Assim, prevê a LGPD a conceituação de dado pessoal no inciso I do art. 5º como
toda informação relacionada a pessoa natural identif‌icada ou identif‌icável. Ao seu turno,
o inciso II do mesmo art. 5ª exemplif‌ica, em rol não taxativo, os dados pessoais sensíveis
como aqueles sobre origem racial ou étnica, convicção religiosa, opinião política, f‌iliação
a sindicato ou a organização de caráter religioso, f‌ilosóf‌ico ou político, dado referente
à saúde ou à vida sexual, dado genético ou biométrico. Observa-se, com isso, o esforço
interpretativo entregue ao operador da norma.
Para avançarmos, importa, outrossim, identif‌icar os contornos semânticos da
expressão “dados pessoais”. A norma, como se verif‌ica, aproxima os conceitos de dado
pessoal ao de informação. Em virtude da alta carga tecnológica de interação com a LGPD,
confunde-se os dados pessoais, com informação e, ainda, os dados técnicos.
Ao nosso ver, os dados pessoais são componentes dos direitos da personalidade que
se desdobram do seu titular, mantendo a ele estreita vinculação passível de identif‌icação
e individualização. Aqui reside o mesmo desaf‌io proposto pela norma, dada a amplitude
conceitual e a sua natureza subjetiva. É por essa razão que os esforços de classif‌icação
dos direitos são alvissareiros.
Por informação, tem-se o produto do labor, automatizado ou não, que qualif‌ica e dá
forma à um dado técnico ou pessoal.
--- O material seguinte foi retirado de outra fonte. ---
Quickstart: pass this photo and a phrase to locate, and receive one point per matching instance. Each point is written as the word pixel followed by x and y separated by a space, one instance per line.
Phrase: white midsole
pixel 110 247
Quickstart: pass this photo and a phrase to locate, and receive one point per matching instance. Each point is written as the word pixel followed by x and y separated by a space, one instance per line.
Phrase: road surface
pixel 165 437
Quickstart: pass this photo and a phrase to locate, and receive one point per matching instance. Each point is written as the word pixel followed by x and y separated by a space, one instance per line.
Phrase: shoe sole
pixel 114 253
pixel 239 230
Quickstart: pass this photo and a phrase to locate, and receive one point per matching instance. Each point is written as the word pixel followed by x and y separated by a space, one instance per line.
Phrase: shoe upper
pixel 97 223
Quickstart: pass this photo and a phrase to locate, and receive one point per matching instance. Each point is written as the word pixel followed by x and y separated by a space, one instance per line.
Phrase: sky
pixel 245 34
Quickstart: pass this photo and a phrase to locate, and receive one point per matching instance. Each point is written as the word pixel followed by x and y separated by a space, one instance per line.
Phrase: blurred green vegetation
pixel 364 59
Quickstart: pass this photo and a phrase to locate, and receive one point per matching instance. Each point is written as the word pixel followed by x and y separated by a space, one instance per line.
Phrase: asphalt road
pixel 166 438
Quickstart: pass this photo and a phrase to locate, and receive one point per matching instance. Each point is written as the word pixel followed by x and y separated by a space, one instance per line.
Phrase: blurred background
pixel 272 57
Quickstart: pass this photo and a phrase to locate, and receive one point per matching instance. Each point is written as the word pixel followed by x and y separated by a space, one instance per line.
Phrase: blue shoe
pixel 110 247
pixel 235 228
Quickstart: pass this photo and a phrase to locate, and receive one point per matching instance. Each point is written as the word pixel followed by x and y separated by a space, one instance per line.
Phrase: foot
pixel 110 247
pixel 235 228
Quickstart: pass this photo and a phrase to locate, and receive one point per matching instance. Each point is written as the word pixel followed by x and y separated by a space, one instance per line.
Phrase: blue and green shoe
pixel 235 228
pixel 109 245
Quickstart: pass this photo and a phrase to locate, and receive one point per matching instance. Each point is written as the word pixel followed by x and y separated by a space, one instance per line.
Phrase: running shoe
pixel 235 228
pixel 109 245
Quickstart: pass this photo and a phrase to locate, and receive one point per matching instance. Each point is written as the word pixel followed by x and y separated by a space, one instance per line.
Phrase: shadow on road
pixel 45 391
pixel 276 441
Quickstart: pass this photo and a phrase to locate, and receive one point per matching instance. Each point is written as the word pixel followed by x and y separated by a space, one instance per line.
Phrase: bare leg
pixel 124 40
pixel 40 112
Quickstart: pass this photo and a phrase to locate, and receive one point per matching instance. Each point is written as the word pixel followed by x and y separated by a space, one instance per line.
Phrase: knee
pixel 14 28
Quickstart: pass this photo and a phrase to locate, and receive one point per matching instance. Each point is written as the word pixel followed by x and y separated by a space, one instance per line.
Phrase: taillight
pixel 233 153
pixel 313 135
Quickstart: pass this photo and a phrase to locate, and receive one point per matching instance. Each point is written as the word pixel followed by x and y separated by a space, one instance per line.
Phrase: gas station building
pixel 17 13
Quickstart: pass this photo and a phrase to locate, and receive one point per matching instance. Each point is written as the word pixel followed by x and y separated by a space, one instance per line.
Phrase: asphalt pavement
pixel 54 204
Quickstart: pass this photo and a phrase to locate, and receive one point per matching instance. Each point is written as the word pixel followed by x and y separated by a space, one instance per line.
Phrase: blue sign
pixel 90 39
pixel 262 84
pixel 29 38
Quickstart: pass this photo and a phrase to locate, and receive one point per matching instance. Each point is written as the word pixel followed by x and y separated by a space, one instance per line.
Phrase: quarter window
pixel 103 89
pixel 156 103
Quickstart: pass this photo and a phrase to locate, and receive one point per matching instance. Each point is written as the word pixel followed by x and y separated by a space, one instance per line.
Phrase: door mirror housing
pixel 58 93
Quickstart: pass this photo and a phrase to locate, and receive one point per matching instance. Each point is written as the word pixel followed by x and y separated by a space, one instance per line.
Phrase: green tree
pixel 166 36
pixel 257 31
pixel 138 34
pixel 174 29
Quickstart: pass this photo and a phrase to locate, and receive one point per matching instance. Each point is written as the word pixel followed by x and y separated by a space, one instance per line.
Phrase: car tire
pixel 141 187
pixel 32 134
Quanto aos dados técnicos, próprios da tecnologia
da informação, correspondem aos substratos gerados por operações computacionais.
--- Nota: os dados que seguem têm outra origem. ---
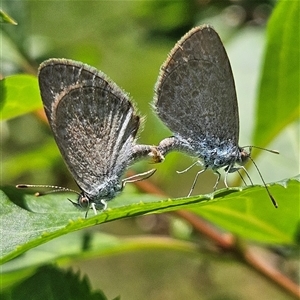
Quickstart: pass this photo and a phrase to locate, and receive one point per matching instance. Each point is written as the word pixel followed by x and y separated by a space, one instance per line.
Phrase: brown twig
pixel 228 243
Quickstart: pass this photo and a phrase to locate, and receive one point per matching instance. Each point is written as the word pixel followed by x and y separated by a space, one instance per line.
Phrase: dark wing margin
pixel 195 92
pixel 93 120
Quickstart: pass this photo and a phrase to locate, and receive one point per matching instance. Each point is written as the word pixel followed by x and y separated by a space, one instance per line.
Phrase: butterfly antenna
pixel 55 189
pixel 256 147
pixel 267 189
pixel 187 169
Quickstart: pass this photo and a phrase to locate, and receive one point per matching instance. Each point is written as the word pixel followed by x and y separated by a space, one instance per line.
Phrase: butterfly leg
pixel 218 180
pixel 195 181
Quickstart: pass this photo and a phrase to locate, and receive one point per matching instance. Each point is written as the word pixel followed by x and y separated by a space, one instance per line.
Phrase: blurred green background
pixel 129 40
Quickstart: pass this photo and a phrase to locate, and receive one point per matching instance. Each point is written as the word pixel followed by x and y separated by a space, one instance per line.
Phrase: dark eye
pixel 83 201
pixel 244 155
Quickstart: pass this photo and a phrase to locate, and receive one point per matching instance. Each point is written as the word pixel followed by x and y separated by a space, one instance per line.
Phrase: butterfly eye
pixel 244 156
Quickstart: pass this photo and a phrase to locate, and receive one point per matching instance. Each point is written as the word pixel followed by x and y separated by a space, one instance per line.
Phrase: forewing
pixel 195 91
pixel 93 122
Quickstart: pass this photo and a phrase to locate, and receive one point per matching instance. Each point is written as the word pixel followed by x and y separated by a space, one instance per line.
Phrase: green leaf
pixel 85 245
pixel 19 95
pixel 278 100
pixel 30 221
pixel 52 283
pixel 251 214
pixel 5 18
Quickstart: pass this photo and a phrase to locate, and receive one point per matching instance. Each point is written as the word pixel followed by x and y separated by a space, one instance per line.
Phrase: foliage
pixel 28 222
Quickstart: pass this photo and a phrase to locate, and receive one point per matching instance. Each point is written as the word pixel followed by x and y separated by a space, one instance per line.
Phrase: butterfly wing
pixel 93 121
pixel 195 92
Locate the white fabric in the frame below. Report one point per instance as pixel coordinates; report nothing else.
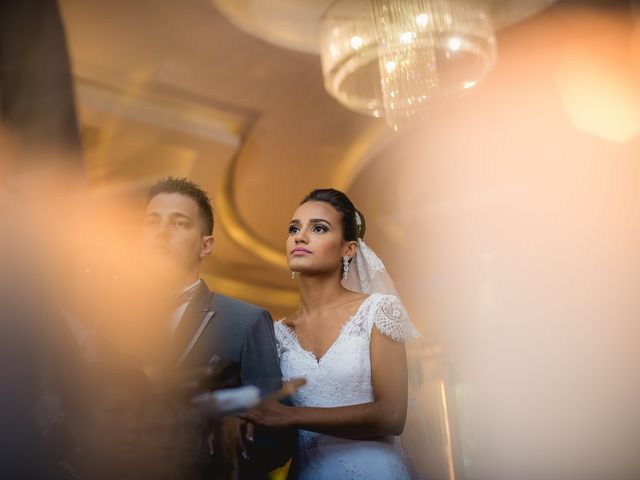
(183, 297)
(343, 377)
(367, 273)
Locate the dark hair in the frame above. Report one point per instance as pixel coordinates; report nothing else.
(353, 224)
(190, 189)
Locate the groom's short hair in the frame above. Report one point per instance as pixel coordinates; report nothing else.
(186, 187)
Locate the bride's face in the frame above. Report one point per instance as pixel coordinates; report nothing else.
(315, 244)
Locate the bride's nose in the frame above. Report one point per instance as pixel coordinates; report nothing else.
(300, 237)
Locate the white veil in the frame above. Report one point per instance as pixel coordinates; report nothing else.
(367, 274)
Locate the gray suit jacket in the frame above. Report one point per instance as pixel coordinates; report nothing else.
(219, 328)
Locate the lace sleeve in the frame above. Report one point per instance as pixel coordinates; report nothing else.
(391, 319)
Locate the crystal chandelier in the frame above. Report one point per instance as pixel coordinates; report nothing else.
(388, 58)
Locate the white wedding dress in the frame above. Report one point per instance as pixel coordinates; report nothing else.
(343, 377)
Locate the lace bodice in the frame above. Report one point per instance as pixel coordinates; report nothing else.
(341, 377)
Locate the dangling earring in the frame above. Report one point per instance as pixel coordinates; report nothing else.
(345, 267)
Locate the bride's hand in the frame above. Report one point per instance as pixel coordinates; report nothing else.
(270, 414)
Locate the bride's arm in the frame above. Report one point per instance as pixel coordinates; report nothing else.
(383, 416)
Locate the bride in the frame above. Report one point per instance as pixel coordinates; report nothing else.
(347, 341)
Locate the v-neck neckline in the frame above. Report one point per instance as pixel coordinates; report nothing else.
(311, 353)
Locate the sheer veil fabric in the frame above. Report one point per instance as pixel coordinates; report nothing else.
(367, 274)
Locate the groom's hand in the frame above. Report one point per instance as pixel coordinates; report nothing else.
(237, 437)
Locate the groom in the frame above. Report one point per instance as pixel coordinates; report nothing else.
(208, 328)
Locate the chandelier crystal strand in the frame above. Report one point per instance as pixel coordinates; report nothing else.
(349, 54)
(391, 57)
(406, 58)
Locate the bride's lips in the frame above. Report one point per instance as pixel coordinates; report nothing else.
(300, 251)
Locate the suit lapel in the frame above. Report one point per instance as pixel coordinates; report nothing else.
(193, 323)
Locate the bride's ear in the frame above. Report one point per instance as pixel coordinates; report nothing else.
(350, 249)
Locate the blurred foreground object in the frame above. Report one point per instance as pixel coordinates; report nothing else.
(36, 88)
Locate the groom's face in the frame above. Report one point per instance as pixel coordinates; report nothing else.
(173, 228)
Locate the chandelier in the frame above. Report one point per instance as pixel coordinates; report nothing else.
(388, 58)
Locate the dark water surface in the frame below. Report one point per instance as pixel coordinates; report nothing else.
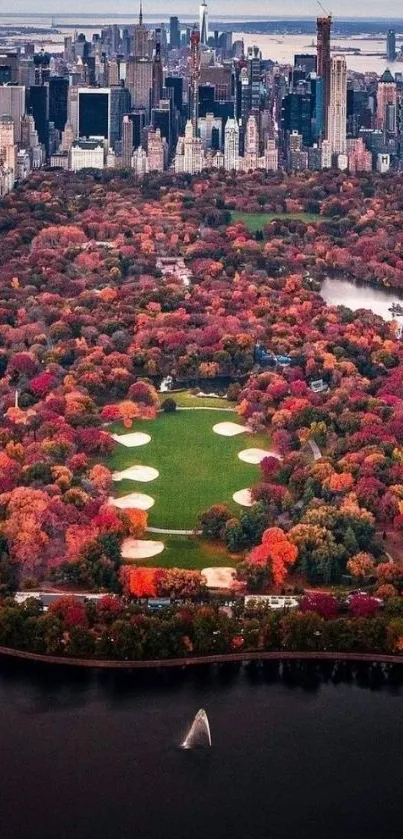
(96, 756)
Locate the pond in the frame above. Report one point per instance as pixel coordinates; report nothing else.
(337, 291)
(298, 754)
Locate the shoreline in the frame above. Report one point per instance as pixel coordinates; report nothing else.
(228, 658)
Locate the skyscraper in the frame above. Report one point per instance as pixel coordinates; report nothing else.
(252, 141)
(174, 33)
(158, 78)
(139, 80)
(38, 105)
(94, 112)
(127, 141)
(12, 103)
(58, 95)
(386, 98)
(155, 151)
(337, 111)
(194, 79)
(140, 38)
(119, 105)
(254, 72)
(231, 145)
(8, 149)
(391, 45)
(203, 23)
(324, 25)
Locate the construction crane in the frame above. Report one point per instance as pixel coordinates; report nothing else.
(321, 6)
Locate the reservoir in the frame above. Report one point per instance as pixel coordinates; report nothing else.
(341, 292)
(308, 752)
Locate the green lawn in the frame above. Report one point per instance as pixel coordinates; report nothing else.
(257, 221)
(197, 467)
(186, 399)
(191, 552)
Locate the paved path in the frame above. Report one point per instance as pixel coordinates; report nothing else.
(317, 454)
(169, 532)
(206, 408)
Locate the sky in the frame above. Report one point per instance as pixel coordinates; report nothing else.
(262, 8)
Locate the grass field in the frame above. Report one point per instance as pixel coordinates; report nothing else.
(257, 221)
(197, 467)
(186, 399)
(191, 552)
Esses substratos podem ou não conter elementos passíveis de individualização de um
sujeito. De todo modo, a atribuição dos dados técnicos decorre de operações técnicas,
porquanto os dados pessoais se originam com a personalidade, facilitando-se, em assim
1. BITTAR, Carlos Alberto. Os direitos da personalidade. São Paulo: Saraiva, 2015. p. 39.